Additionally, all FCPA-mandated criminal fines may be increased to equate to twice the amount gained by the offender or to twice the loss incurred by another individual. Further penalties may include supplementary criminal or civil actions under the Racketeer Influenced and Corrupt Organizations Act (RICO), suspension of export licenses, disgorgement, possible debarment from the securities industry and certain federal programs, or required oversight by an independent compliance monitor. Violations may also result in undesirable publicity, which may adversely impact a company’s reputation and ability to conduct business.

Routine Governmental Action Exception and Defenses.

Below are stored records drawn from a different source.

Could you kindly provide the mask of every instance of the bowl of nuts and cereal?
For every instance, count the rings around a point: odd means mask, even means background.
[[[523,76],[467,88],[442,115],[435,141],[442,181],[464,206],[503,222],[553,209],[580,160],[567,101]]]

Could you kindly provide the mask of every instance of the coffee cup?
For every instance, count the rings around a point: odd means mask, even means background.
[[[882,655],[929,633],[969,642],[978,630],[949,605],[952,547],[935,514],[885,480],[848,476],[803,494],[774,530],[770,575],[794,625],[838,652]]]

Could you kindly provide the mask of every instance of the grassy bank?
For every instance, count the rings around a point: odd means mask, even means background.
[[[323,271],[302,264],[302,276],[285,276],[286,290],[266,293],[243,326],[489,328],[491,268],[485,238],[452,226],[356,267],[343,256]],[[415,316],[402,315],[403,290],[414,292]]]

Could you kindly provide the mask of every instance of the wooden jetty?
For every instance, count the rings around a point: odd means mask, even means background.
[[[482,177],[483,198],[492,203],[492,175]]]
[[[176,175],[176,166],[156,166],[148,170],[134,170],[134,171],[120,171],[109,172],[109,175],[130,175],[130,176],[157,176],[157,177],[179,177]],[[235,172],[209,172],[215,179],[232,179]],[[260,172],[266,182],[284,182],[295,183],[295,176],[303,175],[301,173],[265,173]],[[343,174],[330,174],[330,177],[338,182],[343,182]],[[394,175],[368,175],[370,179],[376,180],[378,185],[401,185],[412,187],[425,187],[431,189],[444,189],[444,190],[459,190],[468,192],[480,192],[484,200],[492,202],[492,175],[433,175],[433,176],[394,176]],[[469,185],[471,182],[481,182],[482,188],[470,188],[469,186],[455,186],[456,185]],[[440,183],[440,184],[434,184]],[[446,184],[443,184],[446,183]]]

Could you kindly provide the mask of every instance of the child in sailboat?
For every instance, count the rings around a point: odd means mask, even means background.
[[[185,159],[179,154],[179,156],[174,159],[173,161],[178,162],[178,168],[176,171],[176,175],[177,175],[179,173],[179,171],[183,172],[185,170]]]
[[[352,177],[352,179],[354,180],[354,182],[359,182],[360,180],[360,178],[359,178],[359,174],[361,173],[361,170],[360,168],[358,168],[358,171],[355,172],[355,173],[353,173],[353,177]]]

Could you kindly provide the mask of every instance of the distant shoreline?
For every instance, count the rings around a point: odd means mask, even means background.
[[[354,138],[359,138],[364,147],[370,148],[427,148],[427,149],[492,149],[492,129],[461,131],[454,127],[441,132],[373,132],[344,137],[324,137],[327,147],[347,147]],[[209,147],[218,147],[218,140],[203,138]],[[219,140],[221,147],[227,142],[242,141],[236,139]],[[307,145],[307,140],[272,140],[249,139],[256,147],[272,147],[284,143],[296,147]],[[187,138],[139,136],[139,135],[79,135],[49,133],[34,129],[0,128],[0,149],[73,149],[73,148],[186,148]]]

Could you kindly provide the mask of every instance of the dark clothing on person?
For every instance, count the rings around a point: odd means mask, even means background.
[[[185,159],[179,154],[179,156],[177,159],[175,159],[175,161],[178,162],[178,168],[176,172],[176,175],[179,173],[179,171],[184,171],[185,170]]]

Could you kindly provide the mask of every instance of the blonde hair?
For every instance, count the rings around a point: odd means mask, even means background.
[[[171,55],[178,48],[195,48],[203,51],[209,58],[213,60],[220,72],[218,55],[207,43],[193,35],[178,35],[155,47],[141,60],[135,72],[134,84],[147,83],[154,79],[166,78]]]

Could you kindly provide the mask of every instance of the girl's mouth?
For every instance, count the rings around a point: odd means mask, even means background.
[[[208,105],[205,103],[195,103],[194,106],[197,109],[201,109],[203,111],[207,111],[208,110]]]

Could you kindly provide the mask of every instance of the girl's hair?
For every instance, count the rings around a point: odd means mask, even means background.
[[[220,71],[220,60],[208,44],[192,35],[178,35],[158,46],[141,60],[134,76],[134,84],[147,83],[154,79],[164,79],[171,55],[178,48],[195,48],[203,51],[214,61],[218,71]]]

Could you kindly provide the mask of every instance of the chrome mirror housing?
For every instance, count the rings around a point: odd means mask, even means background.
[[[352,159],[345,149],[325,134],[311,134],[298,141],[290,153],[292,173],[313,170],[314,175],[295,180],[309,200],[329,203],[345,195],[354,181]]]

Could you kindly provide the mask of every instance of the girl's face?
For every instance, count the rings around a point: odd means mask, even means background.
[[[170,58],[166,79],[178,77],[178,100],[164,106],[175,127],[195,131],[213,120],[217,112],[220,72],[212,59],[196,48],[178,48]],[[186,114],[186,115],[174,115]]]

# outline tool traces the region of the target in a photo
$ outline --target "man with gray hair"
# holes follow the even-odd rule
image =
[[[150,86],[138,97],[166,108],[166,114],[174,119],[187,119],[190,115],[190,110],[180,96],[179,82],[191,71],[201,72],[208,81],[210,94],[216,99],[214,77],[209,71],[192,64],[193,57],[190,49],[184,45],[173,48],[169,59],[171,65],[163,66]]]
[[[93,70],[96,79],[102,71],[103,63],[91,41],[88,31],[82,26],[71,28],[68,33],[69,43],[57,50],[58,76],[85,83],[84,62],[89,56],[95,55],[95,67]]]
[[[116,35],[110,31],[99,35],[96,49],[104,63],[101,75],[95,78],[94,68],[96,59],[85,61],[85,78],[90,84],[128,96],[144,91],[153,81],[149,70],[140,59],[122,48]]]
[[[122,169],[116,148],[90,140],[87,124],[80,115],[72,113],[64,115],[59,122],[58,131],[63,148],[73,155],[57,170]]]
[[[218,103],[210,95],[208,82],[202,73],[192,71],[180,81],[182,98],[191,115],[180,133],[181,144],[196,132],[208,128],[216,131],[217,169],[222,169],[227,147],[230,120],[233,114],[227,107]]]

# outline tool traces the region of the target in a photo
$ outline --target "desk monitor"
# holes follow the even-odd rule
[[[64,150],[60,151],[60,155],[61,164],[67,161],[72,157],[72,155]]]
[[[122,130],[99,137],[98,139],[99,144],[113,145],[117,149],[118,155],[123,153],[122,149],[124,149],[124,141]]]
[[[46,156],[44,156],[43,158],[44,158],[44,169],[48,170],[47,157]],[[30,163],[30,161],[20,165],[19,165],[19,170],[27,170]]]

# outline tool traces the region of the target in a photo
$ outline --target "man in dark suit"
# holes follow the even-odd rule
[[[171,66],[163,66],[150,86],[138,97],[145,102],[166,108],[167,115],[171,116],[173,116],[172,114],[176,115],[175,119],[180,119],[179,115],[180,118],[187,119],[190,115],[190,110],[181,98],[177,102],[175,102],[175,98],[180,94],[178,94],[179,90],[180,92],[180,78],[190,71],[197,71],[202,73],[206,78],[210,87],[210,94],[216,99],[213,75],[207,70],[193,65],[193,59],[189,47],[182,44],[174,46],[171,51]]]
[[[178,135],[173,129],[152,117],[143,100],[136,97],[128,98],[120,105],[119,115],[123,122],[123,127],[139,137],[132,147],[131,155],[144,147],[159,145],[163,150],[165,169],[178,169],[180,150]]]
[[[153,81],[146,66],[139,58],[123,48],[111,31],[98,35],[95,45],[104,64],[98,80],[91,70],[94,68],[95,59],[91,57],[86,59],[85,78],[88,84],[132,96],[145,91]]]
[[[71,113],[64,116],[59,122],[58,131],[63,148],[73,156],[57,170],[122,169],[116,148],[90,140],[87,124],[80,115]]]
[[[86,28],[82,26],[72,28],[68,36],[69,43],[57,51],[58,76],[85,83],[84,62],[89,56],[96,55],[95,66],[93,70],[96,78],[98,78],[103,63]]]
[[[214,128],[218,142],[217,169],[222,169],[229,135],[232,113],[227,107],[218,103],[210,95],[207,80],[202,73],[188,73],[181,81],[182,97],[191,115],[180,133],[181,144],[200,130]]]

There is an exception to the FCPA with respect to any “facilitating or expediting payment” that is used to further the performance of a routine governmental action, such as non-discretionary acts. However, the exception is not satisfied when a payment is made to a foreign official with discretion to continue business with the payor.

There are also two notably affirmative defenses available under the FCPA. A defendant may have an affirmative defense if they are able to show that the payment was lawful under the laws of the foreign official’s country or that the payment was related to a reasonable and bona fide expenditure. Such expenditures include payments made directly relating to the promotion or explanation of a product or service, as well as limited travel expenses.